RV : Élégant, frais, mais assez présent. C’est-à-dire qu’il y a du vin. C’est toujours la recherche de l’équilibre entre la structure, la finesse, la fraîcheur. Nous travaillons beaucoup sur cette idée d’équilibre. Il faut qu’il y ait tout, mais il faut de l’équilibre. Si vous appuyez trop sur un côté ou sur un autre, vous allez perdre ce que nous appelons l’élégance.
DB : Quelle valeur la maison défend-elle ?
RV : L’excellence, c’est-à-dire l’envie de faire bien, en permanence. C’est quelque chose qui nous est très cher, notamment pour le travail dans les vignes. Nous sommes ainsi sur des démarches de certification environnementale depuis 2015. Nous serons au-delà de 75 % de certification pour la prochaine vendange. Et nous pensons arriver à 100 % pour la vendange 2023. Cette quête d’excellence se retrouve également dans le travail quotidien du vin.

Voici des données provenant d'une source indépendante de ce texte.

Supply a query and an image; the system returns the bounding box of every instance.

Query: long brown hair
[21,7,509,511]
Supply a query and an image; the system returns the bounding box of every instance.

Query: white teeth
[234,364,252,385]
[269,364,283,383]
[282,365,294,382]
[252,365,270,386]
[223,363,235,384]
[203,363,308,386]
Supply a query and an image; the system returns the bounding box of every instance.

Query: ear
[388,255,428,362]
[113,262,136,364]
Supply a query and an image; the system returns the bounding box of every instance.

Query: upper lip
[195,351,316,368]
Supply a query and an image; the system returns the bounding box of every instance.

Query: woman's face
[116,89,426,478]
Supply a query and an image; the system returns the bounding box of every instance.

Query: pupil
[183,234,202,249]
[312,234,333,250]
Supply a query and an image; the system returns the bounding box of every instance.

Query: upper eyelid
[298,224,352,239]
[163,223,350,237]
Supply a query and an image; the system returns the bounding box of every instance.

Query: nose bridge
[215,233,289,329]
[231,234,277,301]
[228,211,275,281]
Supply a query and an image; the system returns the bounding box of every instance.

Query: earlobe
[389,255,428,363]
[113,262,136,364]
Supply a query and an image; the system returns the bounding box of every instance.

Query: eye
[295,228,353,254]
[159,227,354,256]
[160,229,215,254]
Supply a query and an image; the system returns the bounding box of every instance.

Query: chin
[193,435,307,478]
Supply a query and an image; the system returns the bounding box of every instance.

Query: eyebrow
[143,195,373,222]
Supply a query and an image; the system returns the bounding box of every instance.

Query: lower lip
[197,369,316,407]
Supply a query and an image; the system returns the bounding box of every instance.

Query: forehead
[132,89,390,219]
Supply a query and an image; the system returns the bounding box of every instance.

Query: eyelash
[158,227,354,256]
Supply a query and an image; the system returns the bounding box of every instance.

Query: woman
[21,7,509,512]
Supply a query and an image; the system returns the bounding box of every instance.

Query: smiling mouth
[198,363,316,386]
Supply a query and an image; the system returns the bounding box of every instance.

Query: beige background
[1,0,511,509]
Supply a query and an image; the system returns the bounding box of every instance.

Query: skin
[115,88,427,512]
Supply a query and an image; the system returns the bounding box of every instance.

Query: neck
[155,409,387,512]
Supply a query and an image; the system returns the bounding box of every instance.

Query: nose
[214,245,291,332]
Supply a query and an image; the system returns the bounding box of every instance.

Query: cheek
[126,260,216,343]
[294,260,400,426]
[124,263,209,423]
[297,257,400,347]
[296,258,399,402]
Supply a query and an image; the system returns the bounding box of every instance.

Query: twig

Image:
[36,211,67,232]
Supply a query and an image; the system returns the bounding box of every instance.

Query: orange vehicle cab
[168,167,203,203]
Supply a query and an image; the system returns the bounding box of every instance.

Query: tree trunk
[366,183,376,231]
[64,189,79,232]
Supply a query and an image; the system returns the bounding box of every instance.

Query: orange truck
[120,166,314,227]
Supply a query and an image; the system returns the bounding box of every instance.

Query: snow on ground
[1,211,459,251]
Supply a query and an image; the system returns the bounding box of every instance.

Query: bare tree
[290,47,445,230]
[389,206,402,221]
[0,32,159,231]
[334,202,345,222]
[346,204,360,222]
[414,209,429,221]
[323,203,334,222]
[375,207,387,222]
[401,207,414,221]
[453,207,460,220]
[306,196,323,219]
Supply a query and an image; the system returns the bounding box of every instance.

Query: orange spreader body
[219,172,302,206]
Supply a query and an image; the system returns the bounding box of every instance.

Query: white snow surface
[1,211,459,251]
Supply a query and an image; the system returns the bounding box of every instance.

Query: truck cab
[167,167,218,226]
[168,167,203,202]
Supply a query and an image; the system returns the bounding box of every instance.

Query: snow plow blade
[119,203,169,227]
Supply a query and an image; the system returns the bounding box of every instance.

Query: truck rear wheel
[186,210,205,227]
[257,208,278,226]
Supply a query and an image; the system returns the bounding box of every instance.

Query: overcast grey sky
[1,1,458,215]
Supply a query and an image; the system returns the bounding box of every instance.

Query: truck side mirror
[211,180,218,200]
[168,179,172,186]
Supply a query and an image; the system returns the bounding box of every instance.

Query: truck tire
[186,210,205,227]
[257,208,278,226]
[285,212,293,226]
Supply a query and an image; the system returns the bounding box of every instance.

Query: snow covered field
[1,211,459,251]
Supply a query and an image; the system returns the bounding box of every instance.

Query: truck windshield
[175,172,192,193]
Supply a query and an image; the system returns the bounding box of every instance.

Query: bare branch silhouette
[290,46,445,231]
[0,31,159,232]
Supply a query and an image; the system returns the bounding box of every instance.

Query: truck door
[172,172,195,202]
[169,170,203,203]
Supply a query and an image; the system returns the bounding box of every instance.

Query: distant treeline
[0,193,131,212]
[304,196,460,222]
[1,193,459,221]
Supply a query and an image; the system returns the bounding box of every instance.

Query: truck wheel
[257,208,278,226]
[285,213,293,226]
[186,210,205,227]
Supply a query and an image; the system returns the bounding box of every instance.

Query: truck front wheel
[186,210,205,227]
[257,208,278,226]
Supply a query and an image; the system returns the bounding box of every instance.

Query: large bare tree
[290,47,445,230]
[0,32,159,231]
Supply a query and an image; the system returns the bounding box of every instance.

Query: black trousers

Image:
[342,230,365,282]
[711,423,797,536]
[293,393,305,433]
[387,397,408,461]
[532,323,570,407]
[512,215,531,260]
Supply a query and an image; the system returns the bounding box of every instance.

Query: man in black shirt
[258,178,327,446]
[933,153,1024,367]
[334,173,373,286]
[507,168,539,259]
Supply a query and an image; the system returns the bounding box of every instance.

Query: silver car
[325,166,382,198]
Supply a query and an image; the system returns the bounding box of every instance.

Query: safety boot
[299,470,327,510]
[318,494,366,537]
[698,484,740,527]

Avec cette idée de vouloir bien faire, nous avons la possibilité que les vignerons évoluent, notamment dans leurs pratiques viticoles. La Montagne de Reims est notre terroir de prédilection puisque c’est 55-60 % des terroirs de Palmer. Nous avons également le Sézannet, autour de Barbonne (51), les terroirs à chardonnay dans la Marne, qui représentent une vingtaine de pour cent de nos approvisionnements. Nous avons encore une vingtaine de pour cent qui vont se situer autour des Riceys, dans l’Aube, où notamment nous allons trouver les pinots noirs. Et puis, nous avons aussi un peu d’approvisionnements qui viennent de l’ensemble de la Champagne.
DB : En quoi ces certifications vous sont importantes ?
RV : Elles sont importantes à différents égards. Si je prends l’angle économique, je ne pense pas qu’aujourd’hui cela soit durable d’avoir la volonté de commercialiser des vins qui n’ont pas une orientation environnementale sérieuse. Et puis, il y a aussi autre chose, nous sommes une coopérative ancrée dans notre terroir. Donc en termes de développement durable, nous nous devons de faire attention à notre environnement, de préserver nos terroirs, nos vignes parce qu’ils constituent tout simplement notre outil de production. Notre ambition n’est pas de faire de l’argent pour l’année qui vient, mais de faire durer un modèle. Nous sommes donc dans cette logique de durabilité et de développement durable. Nous avons la Haute valeur environnementale (HVE) et Viticulture durable en Champagne (VDC), certification champenoise sensiblement plus exigeante que HVE. Il s’agit d’une sorte d’intermédiaire entre HVE et le bio dans le sens où les restrictions sur l’utilisation des produits phytosanitaires sont plus proches du bio. Et VDC prend à HVE la dimension plus globale de l’exploitation. Nous avons également un courant bio qui se développe et que nous encourageons. Je pense que d’ici deux à trois ans, le bio pourrait représenter une quinzaine ou une vingtaine d’hectares.
DB : Comment s’organise votre marché ?
RV : Le marché de Palmer est 100 % dans l’univers traditionnel, c’est-à-dire la restauration et les magasins divers et variés, mais pas dans la grande distribution. Et évidemment nous avons des ventes aux particuliers, une boutique en ligne. Nous vendons aujourd’hui 75 % à l’export. Notre premier marché est la Suède. Historiquement, Palmer est très fort dans ce pays parce que cela fait plus de 20 ans que nous avons le même distributeur. Ensuite, le Royaume-Uni et les États-Unis à peu près au même niveau. Puis, l’Italie, l’Allemagne, la Belgique et les Pays-Bas. Nous sommes présents en Asie, au Japon, en Indonésie. Nous vendons un million de bouteilles par an.